Study Finds Teen HGH Use Rising

By Admin – Steroidal.com

According to a national, large-scale study, the use of human growth hormone (HGH) by US teens has more than doubled, as teens experiment with performance-enhancing and image-enhancing drugs.

According to the confidential 2013 study, 3,705 kids were questioned about their performance or image-enhancing drug use by the Partnership for Drug-Free Kids (PDFK), of which 11% reported using synthetic HGH at least once. Data from 2012 showed around 5% had tried performance-enhancing drugs, so figures doubled in year 2013.

The same survey also showed an increase in anabolic steroid use amongst teens, up from 5% to 7%.

nutropinHowever, there seems to be some problems with the report, as real pharmaceutical grade HGH is hard to come by and extremely expensive. Legitimate pharmaceutical grade injectable Genotropin by Pfizer, is priced at around $250 per 16units, making an effective cycle lasting months several thousand dollars. What the data in this study might show is them consuming fake products, or dietary supplements labelled similar HGH or herbal HGH boosters.

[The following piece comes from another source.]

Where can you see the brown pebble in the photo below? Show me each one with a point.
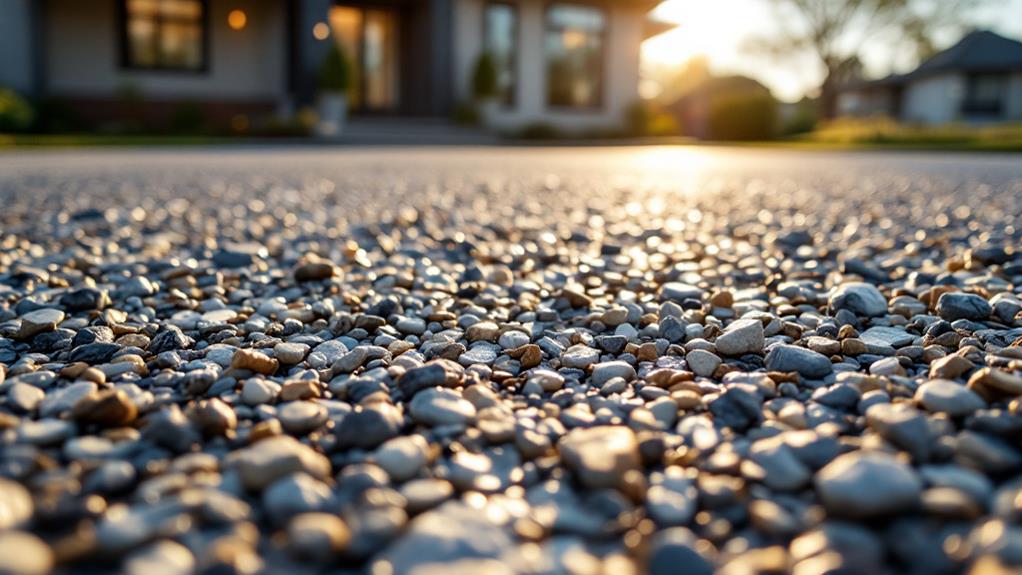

The data also indicates HGH is more popular than anabolic steroids, which is also incorrect. Steroids are much easier too obtain locally in gyms and from online steroid sources. The performance and image changes associated with anabolic steroids are also far more pronounced, taking days and weeks, whereas HGH gains are negligible and results seen after 4-6 months of continues use.

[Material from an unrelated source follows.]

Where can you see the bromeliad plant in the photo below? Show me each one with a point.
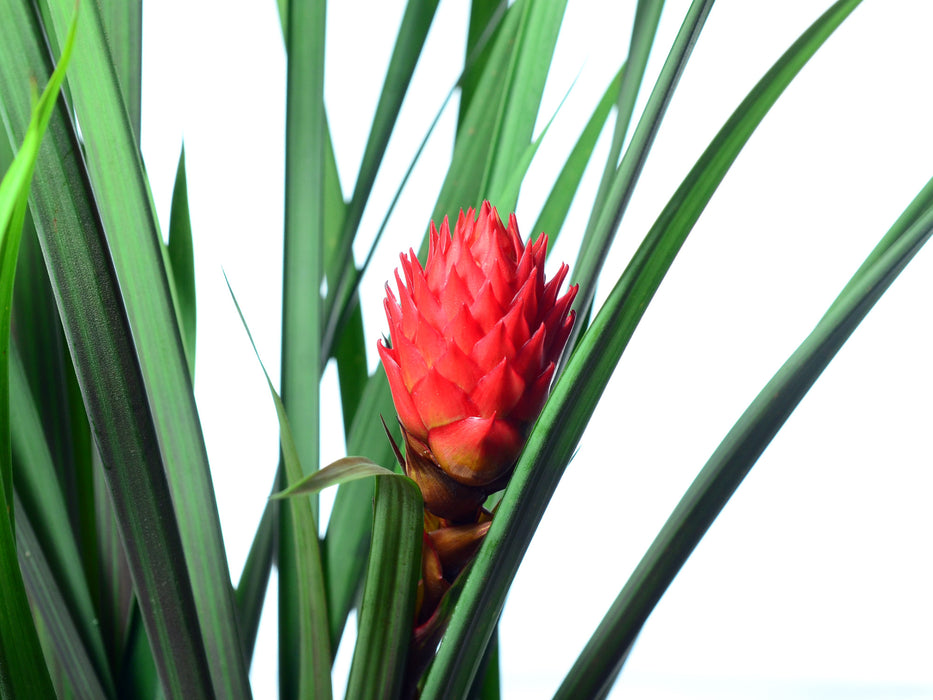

With products sold online such as, GH Boost, Maxx GH as well as others, the natural GH boosting sector is big business. The report also attacked the unregulated dietary supplement industry stating its “difficult to know what substances are in these products.”

The CEO of the U.S. Anti-Doping Agency, Travis Tygart, depicted the numbers as alarming but not shocking either, given the extensive online marketing of performance-enhancing substances and lack of testing high school athletes.

“It’s what you get when you combine aggressive promotion from for-profit companies with a vulnerable target — kids who want a quick fix and don’t care about health risk,” Tygart said in an interview. “It’s a very easy sell, unfortunately.”

With elite level athletes such as, cyclist Lance Armstrong and MLB’s Alex Rodriguez, performance-enhancing drugs have gained popularity as teens look to ways of obtaining their dreams of being the best at their sport or event.

The Texas-based Taylor Hooton Foundation, named after a 17-year-old high school athlete whose suicide in 2003 was blamed by his family on his use of anabolic steroids, has spoken to thousands of young athletes and teens about the abuse of anabolic steroids, and describe teen use as an epidemic.

Anabolic steroids and HGH come with a long list of temporary and some permanent side effects. Teenagers, with a still growing and underdeveloped endocrine system, can be more susceptible to these side effects, some serious.

Steroids side effects include; acne, high blood pressure, stunted growth in teens, testicular shrinkage, erectile dysfunction, gynecomastia and liver and kidney damage.

This report is questionable, and looks more like anti-drug foundations and the media using a flawed piece of data, attempting to shed a dark light on the dietary and supplement industry, most of all the GH boosting niche.

That said, we absolutely do not suggest teens use anabolic steroids or HGH, due to legalities and negative health effects.